NICIL boss says GuySuCo divestment halted due to unstable political situation

SPU Head, Colvin Heath-London, and DDL Chairman, in conversation with others at the event on Friday
FILE: NICIL Head, Colvin Heath-London in conversation with others at a previous event

Divestment of the Guyana Sugar Corporation (GuySuCo) remains on pause while Guyana’s political situation remains an unstable one.

National Industrial and Commercial Investments Limited’s (NICIL) has been seeking investors for the closed sugar estates and their assets, but acting Chief Executive Officer Colvin Heath-London said that for now, this is all on pause until political events are resolved.

“In terms of the divestment, we have several investors lined up. But they’re all not going forward until the political situation returns to some normalcy. So, it’s wait-and-see until then.”

He explained that this is the situation with all the estates being divested.

Zeroing in on one of those estates, this publication requested clarity on the status of Wales.
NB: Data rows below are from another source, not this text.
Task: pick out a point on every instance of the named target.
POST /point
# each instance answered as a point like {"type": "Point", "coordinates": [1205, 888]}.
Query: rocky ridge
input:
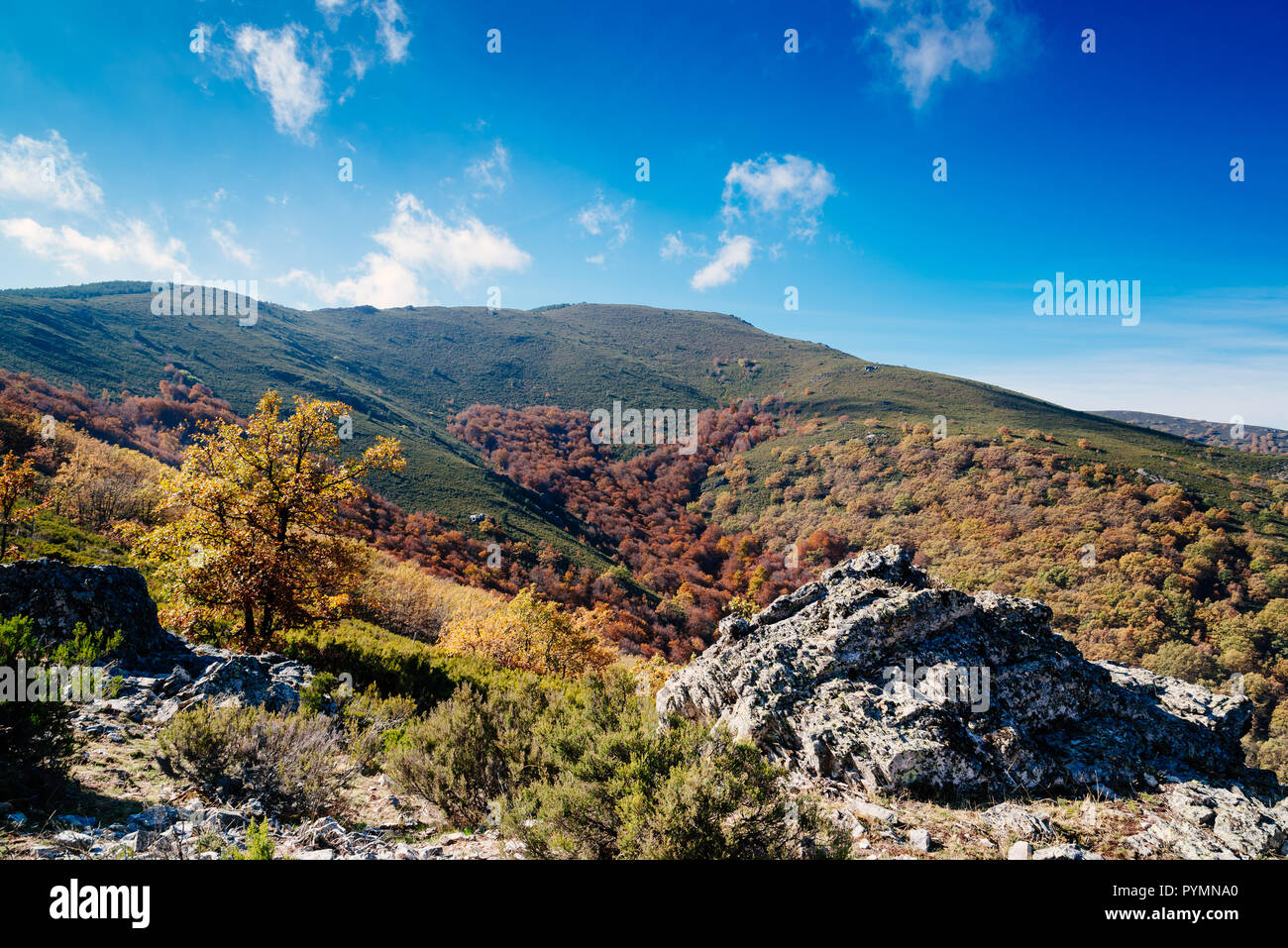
{"type": "Point", "coordinates": [875, 679]}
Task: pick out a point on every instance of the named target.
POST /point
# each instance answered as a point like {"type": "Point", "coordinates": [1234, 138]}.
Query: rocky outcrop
{"type": "Point", "coordinates": [196, 674]}
{"type": "Point", "coordinates": [55, 596]}
{"type": "Point", "coordinates": [879, 677]}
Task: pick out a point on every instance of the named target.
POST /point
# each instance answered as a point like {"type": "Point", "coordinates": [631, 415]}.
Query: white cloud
{"type": "Point", "coordinates": [735, 253]}
{"type": "Point", "coordinates": [674, 248]}
{"type": "Point", "coordinates": [600, 218]}
{"type": "Point", "coordinates": [490, 172]}
{"type": "Point", "coordinates": [928, 38]}
{"type": "Point", "coordinates": [793, 185]}
{"type": "Point", "coordinates": [295, 89]}
{"type": "Point", "coordinates": [416, 244]}
{"type": "Point", "coordinates": [46, 171]}
{"type": "Point", "coordinates": [391, 30]}
{"type": "Point", "coordinates": [228, 245]}
{"type": "Point", "coordinates": [133, 247]}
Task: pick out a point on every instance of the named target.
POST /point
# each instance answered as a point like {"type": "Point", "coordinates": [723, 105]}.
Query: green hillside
{"type": "Point", "coordinates": [406, 371]}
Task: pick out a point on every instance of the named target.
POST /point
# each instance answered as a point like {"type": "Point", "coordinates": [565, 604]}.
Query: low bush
{"type": "Point", "coordinates": [394, 664]}
{"type": "Point", "coordinates": [589, 773]}
{"type": "Point", "coordinates": [472, 750]}
{"type": "Point", "coordinates": [294, 764]}
{"type": "Point", "coordinates": [37, 734]}
{"type": "Point", "coordinates": [374, 724]}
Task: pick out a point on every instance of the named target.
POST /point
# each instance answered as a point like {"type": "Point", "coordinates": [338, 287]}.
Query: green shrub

In response, Heath-London said private farmers and some former sugar workers have taken up land at Wales for farming.

He also explained that Amazonia Expert Services Limited, the company granted a 20-year lease last year by the Government to cultivate and process coconuts, has started its preparations.

Since closure of the Wales, East Demerara, Rose Hall and Skeldon estates, and the firing of thousands of sugar workers, Government had moved to divest the facilities.

United Kingdom (UK) company PricewaterhouseCoopers (PwC), was contracted to carrying out valuations of GuySuCo’s assets up for sale, and had invited expressions of interest from potential buyers.

Initially, 10 expressions of interest were received, but only five companies eventually entered bids.

Extra Virgin Coconut Products (EVCP) and Amazonia Expert Services Incorporated (AESI) are the two companies which received 680 acres of land from the estate’s assets. However, just prior to elections in March of this year, former sugar workers were lamenting the fact that they were still waiting on the land grants that the APNU/AFC Administration had promised they would receive to continue their livelihood.

Many sugar workers, throughout this time, have vented their disappointment in the coalition Government for “neglecting” their woes and interests.